Fini les risottos qu’on remue trente minutes : la casserole unique aux champignons et au comté qui sauve les soirs de rentrée

Une casserole, 300 g d’orge perlé, des champignons qui dorent et une pluie de comté : voilà le dîner réconfortant qui fait oublier les risottos surveillés sans relâche. Cette recette d’orzotto aux champignons et au comté arrive pile pour les soirs de rentrée, quand l’envie de bien manger se heurte au manque de temps et d’énergie. Attention au bon produit : l’orzotto se prépare avec de l’orge perlé, et non avec les petites pâtes appelées orzo. Plus tolérant que le riz arborio, ce grain garde une belle tenue, même si la cuisson s’éternise un peu. Il faut compter 35 à 45 minutes, mais sans rester collé à la casserole : le résultat, crémeux, boisé et généreux, vaut largement ce petit mijotage.

Les ingrédients

  • 300 g d’orge perlé
  • 400 g de champignons de Paris bruns, ou un mélange de champignons de saison
  • 1 échalote
  • 1,2 litre de bouillon de légumes ou de volaille
  • 15 cl de vin blanc sec
  • 100 g de comté affiné 12 à 18 mois
  • 30 g de beurre froid
  • 2 cuillères à soupe d’huile d’olive
  • Sel
  • Poivre noir
  • Persil plat ou ciboulette, facultatif

Les étapes

Dans une grande casserole, faire chauffer l’huile puis saisir les champignons coupés en morceaux à feu vif, sans surcharger le fond. Dès qu’ils sont bien dorés, les réserver dans une assiette : cette étape évite qu’ils rendent leur eau et leur permet de garder leur goût. Ajouter l’échalote finement hachée dans la même casserole, la laisser fondre, puis verser l’orge. L’orge ne se rince pas : son amidon naturel participe au crémeux final. Le nacrer une minute, déglacer avec le vin blanc, puis ajouter le bouillon maintenu bien chaud, louche après louche. Mélanger de temps en temps, sans remuer en continu, pendant 35 à 45 minutes, jusqu’à ce que les grains soient tendres mais encore légèrement fermes. Ajouter les champignons réservés dans les dernières minutes pour que leurs saveurs boisées imprègnent l’orzotto sans perdre leur belle texture.
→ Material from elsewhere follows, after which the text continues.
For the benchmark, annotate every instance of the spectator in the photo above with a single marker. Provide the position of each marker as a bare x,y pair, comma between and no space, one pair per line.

Le geste final qui rend l’orzo crémeux et le comté irrésistible

Quand l’orge est cuite, couper le feu et incorporer le comté râpé finement avec le beurre froid : c’est le geste décisif, à faire hors du feu, pour obtenir une sauce souple plutôt qu’un fromage qui graisse ou qui file. Couvrir deux minutes, puis mélanger énergiquement afin d’enrober chaque grain d’un crémeux bien nappant. Servir aussitôt, bien chaud, avec du persil plat, de la ciboulette, quelques noisettes torréfiées concassées ou un tour de poivre. En septembre, les cèpes, girolles et pieds-de-mouton sont parfaits si le marché en propose ; sinon, les champignons bruns font très bien l’affaire. Sans vin, un peu de bouillon et une cuillère de vinaigre de vin blanc suffisent pour réveiller le plat. L’orzotto se conserve jusqu’à 48 heures au réfrigérateur et se réchauffe doucement avec un trait de bouillon. Une recette simple, généreuse et bien plus tolérante qu’un risotto classique : de quoi remettre l’orge perlé au menu dès que les soirées fraîchissent.